Commission des lois constitutionnelles, de législation, du suffrage universel, du Règlement et d'administration générale — Réunion du 17 novembre 2010 : 1ère réunion
Loi de finances pour 2011 — Mission sécurité - examen du rapport pour avis

Photo de Jean-Patrick CourtoisJean-Patrick Courtois :

rapporteur. - Je souhaite d'abord rendre hommage aux forces de police et de gendarmerie qui ont rempli avec courage leur mission lors des récentes manifestations, dans des conditions souvent difficiles et sur une durée très longue, au prix de plusieurs dizaines de blessés.

Cette année le contexte du budget 2011 de la mission sécurité est tout d'abord marqué par la poursuite de l'effort de maîtrise des finances publiques, auquel la police et la gendarmerie nationale participent comme l'ensemble des services de l'Etat. Au total, les crédits de la mission s'élèvent à environ 16,8 milliards d'euros en autorisation d'engagement et en crédits de paiement, en augmentation respectivement de 1,1 % et 2,7 % par rapport à la loi de finances initiale pour 2010.

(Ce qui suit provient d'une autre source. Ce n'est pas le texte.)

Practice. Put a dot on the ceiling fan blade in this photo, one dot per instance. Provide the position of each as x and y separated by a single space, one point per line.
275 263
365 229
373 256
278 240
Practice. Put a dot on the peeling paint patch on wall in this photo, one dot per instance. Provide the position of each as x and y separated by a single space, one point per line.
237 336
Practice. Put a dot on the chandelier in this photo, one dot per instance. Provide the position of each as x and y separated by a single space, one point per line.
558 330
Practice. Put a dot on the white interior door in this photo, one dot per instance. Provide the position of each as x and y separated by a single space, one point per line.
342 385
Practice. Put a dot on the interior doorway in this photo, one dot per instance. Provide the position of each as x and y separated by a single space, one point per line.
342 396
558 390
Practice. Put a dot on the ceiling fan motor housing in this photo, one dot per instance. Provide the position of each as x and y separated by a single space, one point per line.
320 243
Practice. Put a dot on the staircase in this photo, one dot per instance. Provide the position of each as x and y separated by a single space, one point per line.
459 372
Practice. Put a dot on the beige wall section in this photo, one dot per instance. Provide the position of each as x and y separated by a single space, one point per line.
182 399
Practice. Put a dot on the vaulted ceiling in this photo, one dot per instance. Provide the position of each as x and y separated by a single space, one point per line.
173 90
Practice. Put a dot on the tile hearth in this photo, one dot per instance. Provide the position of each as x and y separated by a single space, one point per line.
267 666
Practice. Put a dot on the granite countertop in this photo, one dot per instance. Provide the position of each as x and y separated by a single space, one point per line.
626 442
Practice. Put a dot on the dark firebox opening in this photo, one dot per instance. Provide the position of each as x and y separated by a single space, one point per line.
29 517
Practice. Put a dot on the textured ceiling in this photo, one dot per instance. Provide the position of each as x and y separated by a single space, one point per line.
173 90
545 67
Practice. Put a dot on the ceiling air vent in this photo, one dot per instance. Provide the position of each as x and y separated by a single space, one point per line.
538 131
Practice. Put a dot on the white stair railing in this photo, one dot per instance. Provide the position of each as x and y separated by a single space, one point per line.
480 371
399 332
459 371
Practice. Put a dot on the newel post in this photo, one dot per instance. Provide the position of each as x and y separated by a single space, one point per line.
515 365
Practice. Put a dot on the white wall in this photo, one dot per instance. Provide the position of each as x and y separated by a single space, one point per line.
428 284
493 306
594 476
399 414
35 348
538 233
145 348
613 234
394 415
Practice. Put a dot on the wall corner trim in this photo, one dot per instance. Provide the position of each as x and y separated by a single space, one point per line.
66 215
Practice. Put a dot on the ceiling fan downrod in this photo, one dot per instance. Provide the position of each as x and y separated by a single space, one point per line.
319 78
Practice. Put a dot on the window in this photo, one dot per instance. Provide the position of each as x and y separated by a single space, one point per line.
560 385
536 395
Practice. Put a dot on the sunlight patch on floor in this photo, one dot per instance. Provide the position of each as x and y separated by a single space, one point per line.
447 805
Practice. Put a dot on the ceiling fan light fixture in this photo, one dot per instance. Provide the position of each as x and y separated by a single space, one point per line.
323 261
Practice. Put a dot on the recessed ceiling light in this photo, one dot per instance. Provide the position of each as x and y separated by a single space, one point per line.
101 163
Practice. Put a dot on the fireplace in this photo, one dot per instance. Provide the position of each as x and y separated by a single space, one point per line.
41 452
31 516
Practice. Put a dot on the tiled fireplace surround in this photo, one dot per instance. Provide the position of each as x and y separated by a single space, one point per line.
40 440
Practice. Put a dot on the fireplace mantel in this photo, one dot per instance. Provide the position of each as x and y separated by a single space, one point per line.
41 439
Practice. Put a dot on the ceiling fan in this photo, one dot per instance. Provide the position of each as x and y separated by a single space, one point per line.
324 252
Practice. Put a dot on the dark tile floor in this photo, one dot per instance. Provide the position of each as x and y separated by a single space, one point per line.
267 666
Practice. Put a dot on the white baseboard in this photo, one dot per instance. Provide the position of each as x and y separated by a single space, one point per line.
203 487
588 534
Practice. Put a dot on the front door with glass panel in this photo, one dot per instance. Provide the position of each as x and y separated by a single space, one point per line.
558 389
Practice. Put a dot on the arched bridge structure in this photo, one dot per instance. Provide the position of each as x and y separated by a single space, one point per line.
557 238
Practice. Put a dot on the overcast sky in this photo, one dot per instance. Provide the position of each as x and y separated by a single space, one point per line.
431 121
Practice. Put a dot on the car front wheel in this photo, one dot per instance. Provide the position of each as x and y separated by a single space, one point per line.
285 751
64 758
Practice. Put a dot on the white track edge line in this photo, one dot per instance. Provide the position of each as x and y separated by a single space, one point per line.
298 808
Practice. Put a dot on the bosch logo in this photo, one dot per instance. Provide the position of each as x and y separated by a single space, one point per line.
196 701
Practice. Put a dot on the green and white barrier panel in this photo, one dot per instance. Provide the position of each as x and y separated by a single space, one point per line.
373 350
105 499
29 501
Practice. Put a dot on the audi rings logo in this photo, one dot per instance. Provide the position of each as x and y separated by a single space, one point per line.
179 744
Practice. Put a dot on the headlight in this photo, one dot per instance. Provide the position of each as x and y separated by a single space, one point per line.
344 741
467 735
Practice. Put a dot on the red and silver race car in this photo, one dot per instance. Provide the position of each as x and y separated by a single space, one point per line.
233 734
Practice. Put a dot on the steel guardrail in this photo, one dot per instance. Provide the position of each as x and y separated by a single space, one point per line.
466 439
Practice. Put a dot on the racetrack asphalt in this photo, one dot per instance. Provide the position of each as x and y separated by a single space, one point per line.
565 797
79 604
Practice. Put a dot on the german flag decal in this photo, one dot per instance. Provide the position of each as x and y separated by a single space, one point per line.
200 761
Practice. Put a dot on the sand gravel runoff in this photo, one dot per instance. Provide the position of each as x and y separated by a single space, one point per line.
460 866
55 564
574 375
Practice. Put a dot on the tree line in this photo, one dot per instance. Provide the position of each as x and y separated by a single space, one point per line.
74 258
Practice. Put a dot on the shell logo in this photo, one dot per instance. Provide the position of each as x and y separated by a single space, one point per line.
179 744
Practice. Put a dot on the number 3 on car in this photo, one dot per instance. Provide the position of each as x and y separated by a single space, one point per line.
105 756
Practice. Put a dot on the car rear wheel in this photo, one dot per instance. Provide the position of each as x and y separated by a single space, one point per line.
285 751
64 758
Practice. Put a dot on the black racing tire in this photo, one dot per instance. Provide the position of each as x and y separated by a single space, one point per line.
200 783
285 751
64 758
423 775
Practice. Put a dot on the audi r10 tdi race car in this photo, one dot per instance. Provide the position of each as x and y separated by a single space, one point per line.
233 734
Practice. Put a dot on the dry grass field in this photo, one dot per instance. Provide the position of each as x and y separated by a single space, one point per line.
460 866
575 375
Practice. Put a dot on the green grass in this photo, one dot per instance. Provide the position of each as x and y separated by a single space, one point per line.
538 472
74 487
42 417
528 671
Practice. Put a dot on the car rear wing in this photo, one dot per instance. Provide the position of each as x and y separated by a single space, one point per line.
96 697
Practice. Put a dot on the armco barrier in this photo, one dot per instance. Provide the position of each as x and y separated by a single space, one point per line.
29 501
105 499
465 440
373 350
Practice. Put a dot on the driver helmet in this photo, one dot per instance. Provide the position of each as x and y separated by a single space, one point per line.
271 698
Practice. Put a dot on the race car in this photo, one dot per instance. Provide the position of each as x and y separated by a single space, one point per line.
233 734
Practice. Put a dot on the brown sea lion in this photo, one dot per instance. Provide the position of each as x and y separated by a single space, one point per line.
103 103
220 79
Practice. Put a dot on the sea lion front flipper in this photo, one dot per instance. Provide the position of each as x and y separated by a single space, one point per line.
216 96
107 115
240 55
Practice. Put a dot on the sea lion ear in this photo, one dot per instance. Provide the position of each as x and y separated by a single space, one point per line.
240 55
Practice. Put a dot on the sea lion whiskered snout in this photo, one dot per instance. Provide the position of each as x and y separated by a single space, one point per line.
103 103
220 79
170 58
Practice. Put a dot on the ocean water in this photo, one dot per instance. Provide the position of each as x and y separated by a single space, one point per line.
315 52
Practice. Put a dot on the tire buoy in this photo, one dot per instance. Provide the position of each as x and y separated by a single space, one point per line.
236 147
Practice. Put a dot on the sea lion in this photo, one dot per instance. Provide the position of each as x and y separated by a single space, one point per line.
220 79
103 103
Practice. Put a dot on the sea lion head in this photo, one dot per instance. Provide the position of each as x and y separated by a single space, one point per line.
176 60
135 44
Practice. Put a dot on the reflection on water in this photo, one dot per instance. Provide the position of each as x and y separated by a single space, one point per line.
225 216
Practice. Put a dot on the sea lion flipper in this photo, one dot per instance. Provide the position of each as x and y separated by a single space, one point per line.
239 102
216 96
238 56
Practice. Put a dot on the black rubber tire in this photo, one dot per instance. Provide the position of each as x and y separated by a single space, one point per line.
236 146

J'évoquerai tout d'abord la question des effectifs. A cet égard, la contribution de la police nationale à la RGPP se traduit par une réduction des effectifs, mais cette réduction est moins forte que les années précédentes, avec une diminution de 712 ETPT. La réduction est de 96 emplois pour la gendarmerie. Le ministre s'est engagé à ce que cette diminution ne se traduise pas par une moindre présence sur le terrain des policiers et des gendarmes, ce dont nous ne pouvons que nous féliciter.

Par ailleurs, 4075 recrutements d'adjoints de sécurité auront lieu en 2011, après un recrutement de 1500 ADS en 2010. Le nombre d'ADS connaîtra ainsi une augmentation nette de 1780 ETPT en 2011. Il convient toutefois de garder à l'esprit que leur nombre avait beaucoup diminué au cours des dernières années, passant d'environ 11 000 en 2007 à 8 300 au 1er juillet 2010. Les ADS recrutés en 2011 devraient par ailleurs l'être sous le nouveau régime juridique défini par la LOPPSI, c'est-à-dire avec des contrats de 3 ans renouvelables une fois et non plus de 5 ans non renouvelable. Les avantages des ADS sont réels : ils constituent un appui précieux dans les commissariats et beaucoup peuvent être recrutés ensuite en tant que gardiens de la paix. Toutefois, ils ne doivent pas, bien entendu, être utilisés pour compenser la diminution du corps d'encadrement et d'application.

Par ailleurs, il faut saluer la politique volontariste de diminution des tâches indues de la police et de la gendarmerie lancée par le ministère, qui concernera en particulier la police des audiences et les transfèrements pénitentiaires, comme le ministre nous l'a exposé mercredi dernier. Cette action permettra de dégager progressivement de nouvelles marges de manoeuvre et donc de compenser largement la stagnation globale des effectifs.

Malgré ces effectifs stabilisés, l'augmentation des charges de personnel représente une part essentielle de la progression des crédits de la mission : les crédits du titre 2, qui représentaient 85,90 % des dotations de la mission en LFI 2010, en représenteront près de 87% en 2011.

Pour la police nationale, la progression de ces charges de personnel est de +5,2%, et de +2,1 % pour la gendarmerie.

Cette poursuite de la progression des dépenses de personnel est due principalement au financement des mesures catégorielles négociées depuis 2004 et au vieillissement de la population policière, liée notamment à la suppression des limites d'âge automatiques de départ en retraite des corps actifs de la police nationale, à compter du 1er janvier 2010.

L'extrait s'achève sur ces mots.